We suspect that the answer will be that he hoped you would not notice that the work authorization was expired, or that he needs to renew it and has not done so. In either case, you need to let him know that he cannot work until you have the proper documentation, and he fills out a new I-9 showing that it is legal for him to work today — not that it was legal for him to work in 2009. If he says that the deadline of the document has been extended, you need to verify that on the USCIS website, print out a copy of the extension and attach it to his I-9 with a note.

You need to not schedule this employee to work until this is resolved. He has completed an I-9 that says he cannot legally work in the U.S. at this time. By allowing him to work, the company is intentionally breaking the law by hiring an undocumented worker. HTH, and thanks for reading the blogs!~ Amelia

Find the entire I-9 form including instructions here: http://www.uscis.gov/files/form/i-9.pdf
The I-9 Handbook for Employers is here: http://www.uscis.gov/files/form/m-274.pdf Pay particular attention to Section 8, which lists the documents that can be accepted. In every case, the handbook specifies in the heading that “All documents must be unexpired.” This applies to all documents from columns A, B and C.


March 3, 2011 at 10:40 am

Work for a company in TX, I was hired on as a salary (Exempt) position since 2008, now, our GM is trying to make changes from a previous Employer we both worked with prior to this company, the changes he is trying to make is my position to Non-Exempt since I have no one that works/reports to me. Can they change my position? It seems I will be the only change for this company at this location.


March 3, 2011 at 11:02 am

Hi Daisy! Yes, an employer can pay you on an hourly or non-exempt basis. It is legal to treat any employee as non-exempt.

It may be that your job duties never qualified you as an exempt employee, anyway. In that case, you would be entitled to overtime for the past 2-3 years. HTH, and thanks for reading the blogs!~ Amelia


March 8, 2011 at 4:40 pm

I have worked for a construction company for 4 years. I work in a service department as a warranty technician, I have been paid as an exempt employee and after reading state laws I do not think that I am exempt. What do you recommend.
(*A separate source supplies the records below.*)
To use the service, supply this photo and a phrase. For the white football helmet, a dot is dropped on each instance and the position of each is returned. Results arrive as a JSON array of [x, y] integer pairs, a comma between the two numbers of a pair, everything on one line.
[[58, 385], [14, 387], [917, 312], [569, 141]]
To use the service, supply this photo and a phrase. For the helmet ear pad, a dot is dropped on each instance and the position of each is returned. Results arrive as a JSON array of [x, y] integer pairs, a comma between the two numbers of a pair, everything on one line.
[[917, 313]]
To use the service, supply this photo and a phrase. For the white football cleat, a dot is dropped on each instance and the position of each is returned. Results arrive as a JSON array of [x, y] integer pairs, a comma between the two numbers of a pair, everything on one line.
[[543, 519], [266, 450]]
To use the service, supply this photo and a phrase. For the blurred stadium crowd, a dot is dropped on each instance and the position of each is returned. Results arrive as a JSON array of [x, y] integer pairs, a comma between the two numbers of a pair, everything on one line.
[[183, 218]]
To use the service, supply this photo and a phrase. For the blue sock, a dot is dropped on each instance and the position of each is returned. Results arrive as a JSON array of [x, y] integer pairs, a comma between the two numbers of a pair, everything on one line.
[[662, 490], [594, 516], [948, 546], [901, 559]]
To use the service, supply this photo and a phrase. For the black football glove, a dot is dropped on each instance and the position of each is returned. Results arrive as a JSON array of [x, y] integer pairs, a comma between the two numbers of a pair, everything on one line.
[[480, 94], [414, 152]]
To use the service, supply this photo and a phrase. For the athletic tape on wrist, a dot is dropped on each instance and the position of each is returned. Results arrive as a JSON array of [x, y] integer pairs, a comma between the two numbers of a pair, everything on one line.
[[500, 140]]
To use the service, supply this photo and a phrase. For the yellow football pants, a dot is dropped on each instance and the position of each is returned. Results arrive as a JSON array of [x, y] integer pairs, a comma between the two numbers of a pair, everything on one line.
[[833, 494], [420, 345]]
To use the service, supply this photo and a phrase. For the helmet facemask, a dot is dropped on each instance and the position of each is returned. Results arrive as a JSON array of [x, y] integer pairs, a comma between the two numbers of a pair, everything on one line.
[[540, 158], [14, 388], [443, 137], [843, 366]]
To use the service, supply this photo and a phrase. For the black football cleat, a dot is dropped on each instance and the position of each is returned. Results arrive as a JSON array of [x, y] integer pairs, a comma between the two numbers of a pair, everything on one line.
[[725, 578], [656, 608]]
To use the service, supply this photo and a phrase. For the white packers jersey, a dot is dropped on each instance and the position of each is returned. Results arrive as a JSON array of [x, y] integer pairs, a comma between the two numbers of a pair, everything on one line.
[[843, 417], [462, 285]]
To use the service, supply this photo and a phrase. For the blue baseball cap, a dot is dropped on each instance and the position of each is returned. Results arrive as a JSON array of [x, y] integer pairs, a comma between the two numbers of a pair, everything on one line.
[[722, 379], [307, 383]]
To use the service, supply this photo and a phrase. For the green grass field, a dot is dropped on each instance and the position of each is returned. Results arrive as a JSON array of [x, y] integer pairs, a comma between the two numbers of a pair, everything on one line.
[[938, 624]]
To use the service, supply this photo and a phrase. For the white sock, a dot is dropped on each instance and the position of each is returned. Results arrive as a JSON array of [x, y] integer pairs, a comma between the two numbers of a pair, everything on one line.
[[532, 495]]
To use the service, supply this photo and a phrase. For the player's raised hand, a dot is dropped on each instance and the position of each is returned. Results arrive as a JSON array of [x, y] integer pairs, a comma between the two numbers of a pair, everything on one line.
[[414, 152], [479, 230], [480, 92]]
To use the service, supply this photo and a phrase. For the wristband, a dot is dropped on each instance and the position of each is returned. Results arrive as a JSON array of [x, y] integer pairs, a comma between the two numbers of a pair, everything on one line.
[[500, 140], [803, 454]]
Also yesterday my employer told us (4) that we are being moved from salaried to hourly which is fine but are there any issues that I should think about.

After the employee meeting I was called into the owners office and told that they were reducing my pay from 85,000 to 75,000. They told me that it was because I am paid at a much higher rate than my co workers, and because when they hired me they thought that I would bring in more customers which was their justification for the higher pay. I have brought in several customers and several potential customers.
Lastly would I qualify for unemployment benefits if I do not take the wage reduction?

Thank you


March 8, 2011 at 4:52 pm

Hi Brian! If you believe that you should never have been an exempt employee, then you may be entitled to overtime for any payroll week in which you worked more than 40 hours, in the past 2 years. You could file a wage complaint with the state or federal department of labor.

There are probably not an issues that you should consider in accepting hourly status, since you believe you are not exempt anyway. However, be aware that if you sometimes work less than 40 hours per week, the employer can pay you for only the hours you work.

Usually an employee who quits rather than accept a significant change in working conditions or a significant reduction in wages qualifies for unemployment benefits. It is not clear if a reduction from $85,000 per year to $75,000 per year will qualify. If you work even one day under the new arrangement, you have accepted it. If you quit after that point, you do not qualify for unemployment benefits.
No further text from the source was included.